Famed Hollywood actress Shelley Winters, known for movies like Night of the Hunter and Lolita, plays Cleopatra’s nemesis, a drug lord known as Mommy. Mommy oversees a large poppy field in Turkey. The poppies are used to make opiates like heroin, and Cleopatra seeks to eradicate all signs of the poppies to save her community.
3 Sweet Sweetback’s Baadasssss Song (1971)
Considered the movie that really set the blaxploitation genre ablaze, Melvin Von Peebles wrote, directed, and stars in Sweet Sweetback’s Baadasssss Song’s, a harrowing tale about a poor black man raised by sex workers who must flee from white authorities after being framed from a crime he didn’t commit.
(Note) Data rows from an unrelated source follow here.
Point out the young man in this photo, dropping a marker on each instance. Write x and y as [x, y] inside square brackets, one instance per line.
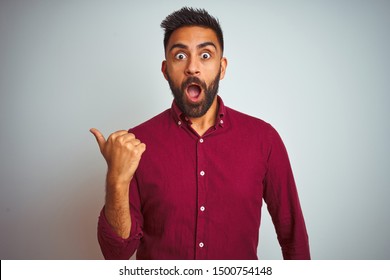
[189, 183]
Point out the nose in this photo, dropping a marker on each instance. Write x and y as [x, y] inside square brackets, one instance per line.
[193, 67]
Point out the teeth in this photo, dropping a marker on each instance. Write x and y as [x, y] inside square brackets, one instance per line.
[193, 91]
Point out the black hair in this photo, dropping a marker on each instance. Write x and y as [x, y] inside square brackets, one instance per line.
[190, 17]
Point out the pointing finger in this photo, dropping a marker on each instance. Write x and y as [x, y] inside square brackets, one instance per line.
[99, 138]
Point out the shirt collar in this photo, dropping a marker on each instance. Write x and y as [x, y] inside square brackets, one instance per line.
[180, 118]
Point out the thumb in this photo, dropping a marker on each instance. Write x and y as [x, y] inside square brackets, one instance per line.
[99, 138]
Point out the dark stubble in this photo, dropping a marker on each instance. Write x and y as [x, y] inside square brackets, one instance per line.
[194, 110]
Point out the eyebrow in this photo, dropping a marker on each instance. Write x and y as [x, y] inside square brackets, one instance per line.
[200, 46]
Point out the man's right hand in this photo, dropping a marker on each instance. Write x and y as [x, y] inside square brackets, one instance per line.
[122, 152]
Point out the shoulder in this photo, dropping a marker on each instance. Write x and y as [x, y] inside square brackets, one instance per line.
[247, 121]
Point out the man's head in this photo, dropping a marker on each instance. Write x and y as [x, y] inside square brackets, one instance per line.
[194, 62]
[191, 17]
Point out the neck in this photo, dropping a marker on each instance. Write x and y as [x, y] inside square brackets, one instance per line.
[203, 123]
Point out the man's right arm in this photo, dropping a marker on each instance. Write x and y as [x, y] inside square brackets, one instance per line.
[122, 152]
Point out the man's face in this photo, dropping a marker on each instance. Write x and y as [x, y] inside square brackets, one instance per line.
[193, 67]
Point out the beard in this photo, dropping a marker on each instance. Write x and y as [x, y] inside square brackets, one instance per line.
[190, 109]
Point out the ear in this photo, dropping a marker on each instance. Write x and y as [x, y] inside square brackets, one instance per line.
[223, 67]
[164, 69]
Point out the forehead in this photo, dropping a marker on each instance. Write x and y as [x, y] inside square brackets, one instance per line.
[193, 36]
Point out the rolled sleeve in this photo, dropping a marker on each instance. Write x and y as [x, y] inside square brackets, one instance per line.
[111, 244]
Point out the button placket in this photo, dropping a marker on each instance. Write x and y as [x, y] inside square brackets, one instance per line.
[201, 238]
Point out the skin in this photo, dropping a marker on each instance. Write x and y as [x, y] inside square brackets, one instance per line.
[195, 51]
[191, 51]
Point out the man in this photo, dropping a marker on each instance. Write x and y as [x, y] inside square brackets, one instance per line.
[189, 183]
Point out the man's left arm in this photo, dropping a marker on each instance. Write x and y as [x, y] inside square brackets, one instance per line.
[281, 197]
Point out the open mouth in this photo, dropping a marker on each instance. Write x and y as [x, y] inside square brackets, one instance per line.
[193, 92]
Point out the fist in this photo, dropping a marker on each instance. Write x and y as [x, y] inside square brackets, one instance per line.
[122, 152]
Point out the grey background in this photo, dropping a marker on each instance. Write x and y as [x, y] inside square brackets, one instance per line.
[316, 70]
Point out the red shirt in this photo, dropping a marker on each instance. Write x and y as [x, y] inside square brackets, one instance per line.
[198, 197]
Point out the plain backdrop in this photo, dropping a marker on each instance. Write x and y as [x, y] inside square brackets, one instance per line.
[318, 71]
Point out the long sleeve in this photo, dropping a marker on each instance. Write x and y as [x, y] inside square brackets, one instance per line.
[281, 197]
[113, 246]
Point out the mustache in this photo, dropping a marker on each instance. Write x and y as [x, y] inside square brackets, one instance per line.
[193, 80]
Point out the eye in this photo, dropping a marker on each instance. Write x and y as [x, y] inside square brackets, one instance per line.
[205, 55]
[180, 56]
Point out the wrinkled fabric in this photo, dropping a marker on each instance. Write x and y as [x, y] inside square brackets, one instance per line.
[200, 197]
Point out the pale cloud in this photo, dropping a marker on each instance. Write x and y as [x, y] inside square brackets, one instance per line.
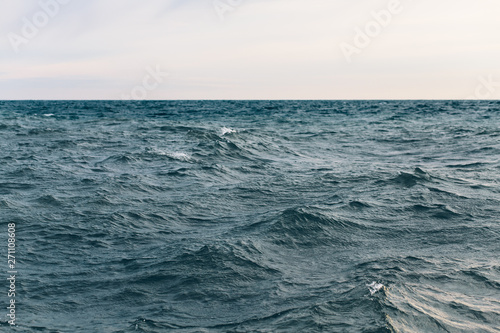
[283, 49]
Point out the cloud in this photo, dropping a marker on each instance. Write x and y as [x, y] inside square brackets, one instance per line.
[261, 49]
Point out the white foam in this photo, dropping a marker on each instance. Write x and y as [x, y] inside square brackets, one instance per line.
[374, 287]
[226, 130]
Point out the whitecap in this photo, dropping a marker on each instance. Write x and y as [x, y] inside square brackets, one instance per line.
[180, 156]
[374, 287]
[226, 130]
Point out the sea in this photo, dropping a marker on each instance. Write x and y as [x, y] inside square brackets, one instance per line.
[250, 216]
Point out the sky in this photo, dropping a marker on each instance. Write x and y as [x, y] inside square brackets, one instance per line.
[249, 49]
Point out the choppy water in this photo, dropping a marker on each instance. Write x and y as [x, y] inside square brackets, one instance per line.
[253, 216]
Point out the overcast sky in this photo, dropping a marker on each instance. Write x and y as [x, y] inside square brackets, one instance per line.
[249, 49]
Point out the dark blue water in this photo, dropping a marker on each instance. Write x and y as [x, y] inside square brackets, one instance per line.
[252, 216]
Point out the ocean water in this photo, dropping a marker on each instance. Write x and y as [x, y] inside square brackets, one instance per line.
[252, 216]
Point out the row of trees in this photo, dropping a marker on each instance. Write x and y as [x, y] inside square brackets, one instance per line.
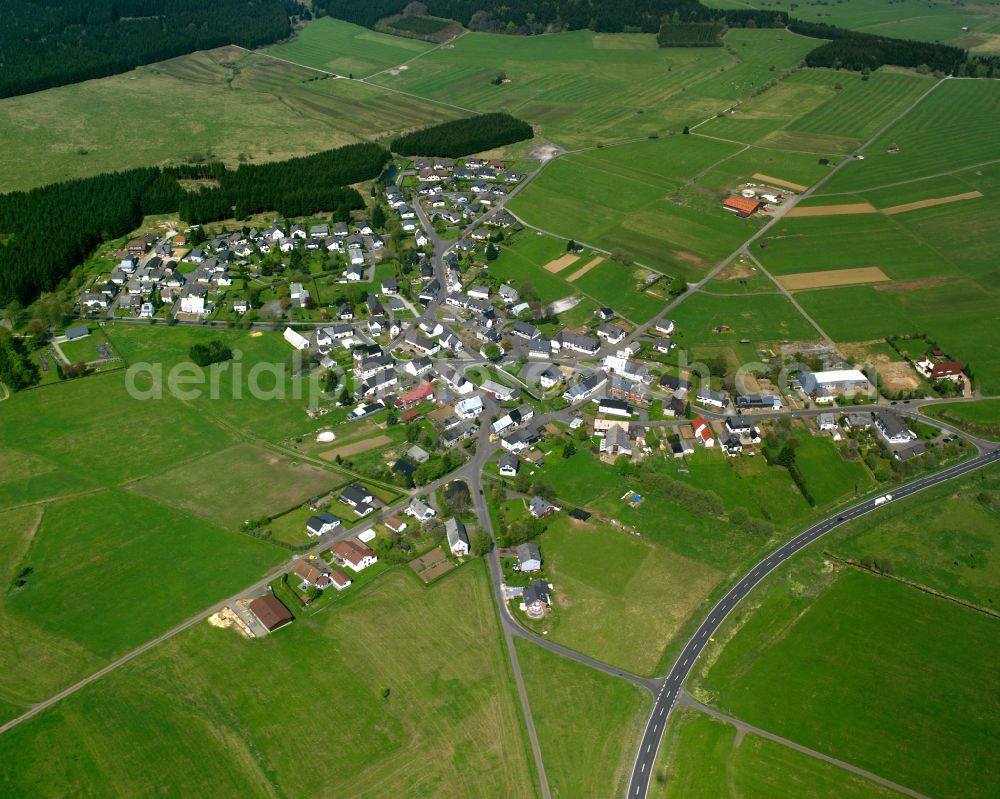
[857, 51]
[845, 49]
[534, 16]
[45, 44]
[296, 187]
[16, 371]
[49, 230]
[690, 34]
[464, 136]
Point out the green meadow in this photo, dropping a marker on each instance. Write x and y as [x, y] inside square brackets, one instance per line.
[939, 135]
[582, 758]
[390, 693]
[819, 111]
[980, 418]
[188, 107]
[619, 599]
[633, 199]
[581, 88]
[946, 538]
[760, 318]
[214, 487]
[337, 46]
[700, 758]
[805, 662]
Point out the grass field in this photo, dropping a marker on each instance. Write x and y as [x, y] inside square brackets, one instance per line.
[337, 46]
[632, 199]
[59, 428]
[585, 481]
[805, 664]
[761, 318]
[582, 758]
[581, 88]
[941, 286]
[828, 475]
[701, 759]
[215, 487]
[620, 599]
[135, 568]
[939, 135]
[188, 105]
[980, 418]
[933, 21]
[35, 662]
[946, 539]
[820, 111]
[274, 413]
[449, 727]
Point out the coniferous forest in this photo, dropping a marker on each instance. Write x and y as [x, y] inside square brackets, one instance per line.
[46, 232]
[464, 136]
[845, 49]
[45, 43]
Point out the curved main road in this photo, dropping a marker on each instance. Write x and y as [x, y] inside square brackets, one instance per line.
[667, 695]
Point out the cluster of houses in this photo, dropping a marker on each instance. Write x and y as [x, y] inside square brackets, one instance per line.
[456, 193]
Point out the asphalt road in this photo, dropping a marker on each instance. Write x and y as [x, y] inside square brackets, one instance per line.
[667, 695]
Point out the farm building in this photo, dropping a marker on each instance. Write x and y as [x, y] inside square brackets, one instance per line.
[270, 612]
[458, 538]
[833, 382]
[354, 554]
[742, 206]
[536, 599]
[893, 429]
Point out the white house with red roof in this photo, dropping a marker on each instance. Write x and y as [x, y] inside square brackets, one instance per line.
[703, 432]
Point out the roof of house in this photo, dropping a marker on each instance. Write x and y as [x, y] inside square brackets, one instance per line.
[947, 369]
[455, 530]
[742, 204]
[351, 551]
[271, 613]
[538, 591]
[527, 551]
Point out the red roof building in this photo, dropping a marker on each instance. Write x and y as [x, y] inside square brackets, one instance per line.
[270, 612]
[703, 431]
[415, 396]
[741, 205]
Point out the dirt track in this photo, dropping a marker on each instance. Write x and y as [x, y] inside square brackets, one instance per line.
[832, 277]
[834, 210]
[585, 268]
[561, 263]
[785, 184]
[899, 209]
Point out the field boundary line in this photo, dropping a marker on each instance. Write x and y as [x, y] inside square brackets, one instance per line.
[362, 81]
[917, 586]
[694, 704]
[912, 180]
[438, 46]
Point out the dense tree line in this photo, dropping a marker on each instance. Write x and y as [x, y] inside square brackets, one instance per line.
[857, 51]
[690, 34]
[46, 232]
[846, 49]
[16, 371]
[45, 43]
[296, 187]
[464, 136]
[539, 16]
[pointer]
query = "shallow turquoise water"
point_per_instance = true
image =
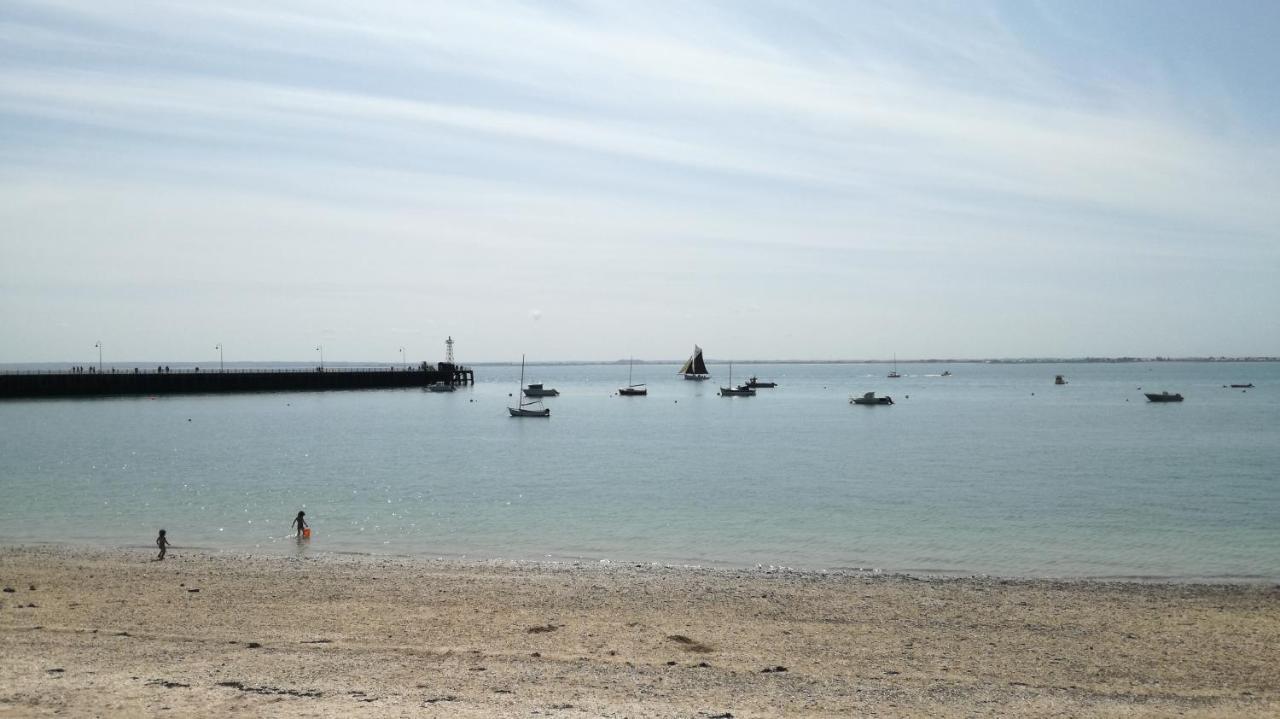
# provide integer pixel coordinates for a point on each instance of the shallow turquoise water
(993, 470)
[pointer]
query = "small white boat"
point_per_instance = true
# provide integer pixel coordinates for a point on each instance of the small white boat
(871, 399)
(539, 390)
(632, 390)
(740, 390)
(528, 408)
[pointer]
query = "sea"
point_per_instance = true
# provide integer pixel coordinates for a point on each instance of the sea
(993, 470)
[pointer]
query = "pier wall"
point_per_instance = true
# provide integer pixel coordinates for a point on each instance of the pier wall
(188, 381)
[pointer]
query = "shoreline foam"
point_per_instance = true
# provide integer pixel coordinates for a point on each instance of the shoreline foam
(117, 635)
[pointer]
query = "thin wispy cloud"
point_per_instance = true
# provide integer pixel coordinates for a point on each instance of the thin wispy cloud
(978, 166)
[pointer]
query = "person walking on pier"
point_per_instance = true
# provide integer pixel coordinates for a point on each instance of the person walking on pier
(301, 523)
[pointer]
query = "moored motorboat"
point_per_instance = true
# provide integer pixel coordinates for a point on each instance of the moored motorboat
(740, 390)
(869, 399)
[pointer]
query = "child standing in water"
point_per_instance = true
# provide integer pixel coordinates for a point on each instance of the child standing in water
(163, 544)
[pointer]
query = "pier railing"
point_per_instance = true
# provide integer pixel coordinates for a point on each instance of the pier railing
(192, 380)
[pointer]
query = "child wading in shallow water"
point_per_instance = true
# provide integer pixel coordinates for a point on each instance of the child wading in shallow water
(163, 544)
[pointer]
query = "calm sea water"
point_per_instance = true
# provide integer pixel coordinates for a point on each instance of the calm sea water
(993, 470)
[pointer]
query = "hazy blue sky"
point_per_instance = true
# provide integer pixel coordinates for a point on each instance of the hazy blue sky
(602, 179)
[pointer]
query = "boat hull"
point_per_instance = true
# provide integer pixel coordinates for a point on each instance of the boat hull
(869, 399)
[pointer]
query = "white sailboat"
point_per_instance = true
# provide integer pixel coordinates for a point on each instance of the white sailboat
(740, 390)
(632, 390)
(694, 367)
(528, 408)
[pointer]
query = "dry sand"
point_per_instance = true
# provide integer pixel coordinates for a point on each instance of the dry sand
(112, 633)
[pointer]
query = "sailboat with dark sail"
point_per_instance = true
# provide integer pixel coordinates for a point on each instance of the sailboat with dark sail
(528, 408)
(632, 390)
(894, 374)
(695, 367)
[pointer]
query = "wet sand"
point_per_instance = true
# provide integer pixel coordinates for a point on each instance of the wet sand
(112, 633)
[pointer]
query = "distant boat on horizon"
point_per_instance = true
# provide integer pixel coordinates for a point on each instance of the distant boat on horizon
(695, 367)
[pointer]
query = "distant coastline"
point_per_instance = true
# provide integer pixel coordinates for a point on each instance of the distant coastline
(270, 363)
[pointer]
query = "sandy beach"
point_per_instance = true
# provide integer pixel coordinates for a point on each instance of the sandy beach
(112, 633)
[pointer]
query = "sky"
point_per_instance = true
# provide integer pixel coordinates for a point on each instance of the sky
(599, 181)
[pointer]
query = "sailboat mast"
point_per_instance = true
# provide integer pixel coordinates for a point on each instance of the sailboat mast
(520, 390)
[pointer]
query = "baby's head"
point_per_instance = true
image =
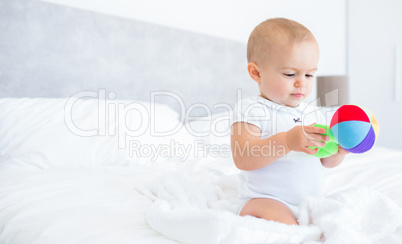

This sensational film doesn’t hold back from depicting sex and violence, which contributed to its X-rating. Van Peebles’s movie is revered for pinpointing the tone of the burgeoning black power movement, one unafraid to seek retribution for decades and decades of subjugation.
2 Bucktown (1975)
This Arthur Marks film tackles white Southern racism head-on. Fred Williamson plays Duke Johnson, who returns to his hometown, Bucktown, to bury his brother after he is killed by white cops for refusing to pay them for “protection.” Duke asks his friend Roy and his gang to come down and help him take out the crooked cops.
When Roy arrives, he decides to take over the town himself. Duke is left to figure out how to protect Bucktown from both Roy’s cronies and the racist police force.
1 Three The Hard Way (1974)
Gordon Parks Jr. is at the helm of this gem, a conspiracy theory thriller that pitches three tough heroes against an underground clan of white supremacists and Neo-Fascists who plan to “cleanse” the country of black people by poisoning water supplies in Los Angeles, Detroit and Washington D.C.
Jim Brown, Fred Williamson, and Jim Kelly play the trio, who must race against the clock to save black Americans from this evil plot.